寒い時期は、暖かい部屋から冷えた脱衣所・浴室へ移動するだけで、体に大きな負担がかかります。特に体を温め、1日の疲れを癒してくれるお風呂では、11月から4月にかけての寒い季節、入浴中に気を失い、浴槽の中で溺れる事故が多くなります。これは血圧が急に変動する「ヒートショック」が原因であり、特に高齢者は注意が必要です。冬期間、入浴中に溺れて亡くなる方は、交通事故で亡くなる方より多くなっています。
今日からできる対策で、家族みんなの入浴時間を安全なものにするため、入浴中の事故を防ぐためのポイントを紹介します。

◆ヒートショックって?
「ヒートショック」とは暖かい部屋から寒い部屋への移動など、温度の急な変化が体に与えるショックのことです。暖かい場所と寒い場所の移動で血圧が大きく上下し、失神・転倒や、心筋梗塞・脳卒中などにつながることがあります。特に、脱衣所・浴室が冷えやすい冬に注意が必要です。

◆ヒートショックを防ぐポイント ~温度のバリアフリー化を!~
◇温度のバリアフリー化
・湯はり時に浴室を暖めておく
・脱衣室も暖めておく
・湯温設定は41℃以下に
・入浴前に水分をとる
・かけ湯をしてから入る
・湯船に浸かるのは10分以内

(1)入浴前に脱衣所や浴室を暖めておきましょう
急激な血圧の変動を防ぐため、お風呂を沸かすときに暖房器具等を使い脱衣所や浴室内を暖めておきましょう。

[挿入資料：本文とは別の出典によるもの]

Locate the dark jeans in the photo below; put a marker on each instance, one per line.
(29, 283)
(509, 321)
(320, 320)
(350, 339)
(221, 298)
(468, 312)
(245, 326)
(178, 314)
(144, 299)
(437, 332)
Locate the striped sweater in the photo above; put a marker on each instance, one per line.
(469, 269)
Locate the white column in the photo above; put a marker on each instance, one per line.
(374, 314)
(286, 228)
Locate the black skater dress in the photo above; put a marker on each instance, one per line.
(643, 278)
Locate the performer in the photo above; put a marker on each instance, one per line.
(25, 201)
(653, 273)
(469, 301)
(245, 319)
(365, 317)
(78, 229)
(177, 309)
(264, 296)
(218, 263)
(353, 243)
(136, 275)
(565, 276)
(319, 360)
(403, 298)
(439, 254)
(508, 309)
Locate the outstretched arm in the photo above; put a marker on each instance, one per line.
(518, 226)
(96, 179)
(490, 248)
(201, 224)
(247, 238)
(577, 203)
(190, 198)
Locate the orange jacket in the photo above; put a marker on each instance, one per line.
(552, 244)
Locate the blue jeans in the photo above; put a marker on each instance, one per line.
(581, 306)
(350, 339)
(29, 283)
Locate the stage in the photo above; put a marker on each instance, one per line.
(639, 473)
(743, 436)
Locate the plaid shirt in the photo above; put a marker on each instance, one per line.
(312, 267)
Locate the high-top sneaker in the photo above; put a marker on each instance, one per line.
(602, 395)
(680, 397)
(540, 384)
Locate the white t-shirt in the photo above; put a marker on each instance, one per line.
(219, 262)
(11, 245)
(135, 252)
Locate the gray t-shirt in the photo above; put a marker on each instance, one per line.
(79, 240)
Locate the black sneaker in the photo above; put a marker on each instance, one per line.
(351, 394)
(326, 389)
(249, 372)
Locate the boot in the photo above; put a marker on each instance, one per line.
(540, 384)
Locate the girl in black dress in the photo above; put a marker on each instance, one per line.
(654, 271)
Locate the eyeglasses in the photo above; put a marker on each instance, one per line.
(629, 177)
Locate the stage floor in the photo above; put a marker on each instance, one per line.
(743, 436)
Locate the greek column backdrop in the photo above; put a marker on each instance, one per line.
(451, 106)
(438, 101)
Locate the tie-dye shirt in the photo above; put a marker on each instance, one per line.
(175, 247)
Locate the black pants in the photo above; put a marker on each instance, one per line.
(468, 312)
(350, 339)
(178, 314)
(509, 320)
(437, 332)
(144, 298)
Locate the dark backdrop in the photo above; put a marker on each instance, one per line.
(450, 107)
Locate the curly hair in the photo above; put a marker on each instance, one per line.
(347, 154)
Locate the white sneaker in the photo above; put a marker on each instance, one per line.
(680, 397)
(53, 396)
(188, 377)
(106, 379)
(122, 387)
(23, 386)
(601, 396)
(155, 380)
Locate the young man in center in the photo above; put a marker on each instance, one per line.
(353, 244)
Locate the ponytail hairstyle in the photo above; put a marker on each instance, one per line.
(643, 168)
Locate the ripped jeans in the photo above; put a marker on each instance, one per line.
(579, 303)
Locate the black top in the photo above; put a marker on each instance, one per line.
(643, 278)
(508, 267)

(2)湯温は41度以下、お湯につかる時間は10分まで
かけ湯をしてからお湯に入りましょう。心臓から遠い足先のほうから肩まで徐々にお湯をかけてお湯の温度に体を慣らすと、心臓に負担がかからず血圧の急激な変動を防げます。

(3)浴槽から急に立ち上がらない
入浴中には体に水圧がかかっています。その状態から急に立ち上がると体にかかっていた水圧がなくなり、圧迫されていた血管が一気に拡張。脳に行く血液が減ることで脳が貧血のような状態になり、意識を失ってしまうことがあります。浴槽から出るときは、手すりや浴槽のへりなどを使ってゆっくり立ち上がるようにしましょう。

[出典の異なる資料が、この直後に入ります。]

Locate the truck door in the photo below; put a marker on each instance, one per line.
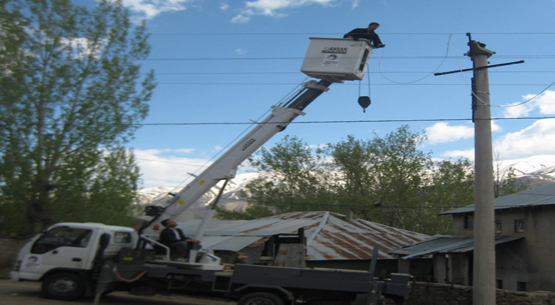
(60, 247)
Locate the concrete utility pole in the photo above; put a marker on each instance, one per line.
(484, 217)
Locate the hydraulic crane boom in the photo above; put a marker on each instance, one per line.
(225, 167)
(331, 60)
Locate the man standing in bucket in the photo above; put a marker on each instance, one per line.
(178, 243)
(367, 34)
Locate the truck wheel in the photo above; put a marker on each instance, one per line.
(63, 286)
(260, 298)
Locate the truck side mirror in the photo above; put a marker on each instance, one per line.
(104, 240)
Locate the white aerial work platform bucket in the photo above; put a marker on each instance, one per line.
(337, 59)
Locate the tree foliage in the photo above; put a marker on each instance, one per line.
(384, 179)
(293, 179)
(69, 104)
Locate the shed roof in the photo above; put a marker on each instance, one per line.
(543, 195)
(446, 244)
(329, 235)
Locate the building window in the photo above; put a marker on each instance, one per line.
(519, 225)
(498, 228)
(469, 221)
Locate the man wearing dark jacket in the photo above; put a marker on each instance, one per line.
(178, 243)
(367, 34)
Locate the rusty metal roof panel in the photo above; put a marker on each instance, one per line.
(445, 244)
(331, 236)
(543, 195)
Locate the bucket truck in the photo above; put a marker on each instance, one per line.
(77, 259)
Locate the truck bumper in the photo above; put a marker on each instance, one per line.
(14, 276)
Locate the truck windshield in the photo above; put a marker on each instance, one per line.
(62, 237)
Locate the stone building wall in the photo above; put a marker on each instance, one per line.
(441, 294)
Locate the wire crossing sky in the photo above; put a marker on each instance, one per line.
(220, 65)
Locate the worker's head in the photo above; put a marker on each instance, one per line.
(373, 25)
(168, 223)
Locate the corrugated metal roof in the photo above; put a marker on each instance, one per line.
(334, 238)
(446, 244)
(543, 195)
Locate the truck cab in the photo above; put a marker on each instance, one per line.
(63, 256)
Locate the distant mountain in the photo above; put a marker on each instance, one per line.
(230, 199)
(536, 170)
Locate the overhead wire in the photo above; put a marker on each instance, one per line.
(417, 80)
(234, 140)
(489, 104)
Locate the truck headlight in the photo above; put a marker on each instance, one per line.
(17, 265)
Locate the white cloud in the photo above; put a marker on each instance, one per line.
(272, 8)
(167, 168)
(544, 102)
(149, 9)
(455, 154)
(537, 139)
(441, 133)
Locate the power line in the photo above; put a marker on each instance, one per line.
(317, 122)
(297, 72)
(350, 84)
(309, 34)
(548, 56)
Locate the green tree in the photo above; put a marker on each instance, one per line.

(4)食後すぐ、飲酒後、医薬品服用後の入浴は避けましょう
特に高齢者は、食後に血圧が下がりすぎる食後低血圧によって失神することがあるため、食後すぐの入浴は避けましょう。飲酒によっても一時的に血圧が下がるため、飲酒後はアルコールが抜けるまでは入浴しないようにしましょう。体調の悪いときや、精神安定剤、睡眠薬などの服用後も入浴は避けましょう。

(5)入浴前は家族にひと声かけましょう
入浴前には、同居する家族にひと声かけましょう。
また家族は、入浴中の高齢者の動向に注意しましょう。

参考:ヒートショック予報

温度差を減らす工夫と、無理をしない入浴習慣が、ヒートショック予防の第一歩です。今日からできる対策で、家族みんなが安心して入浴できる冬にしましょう。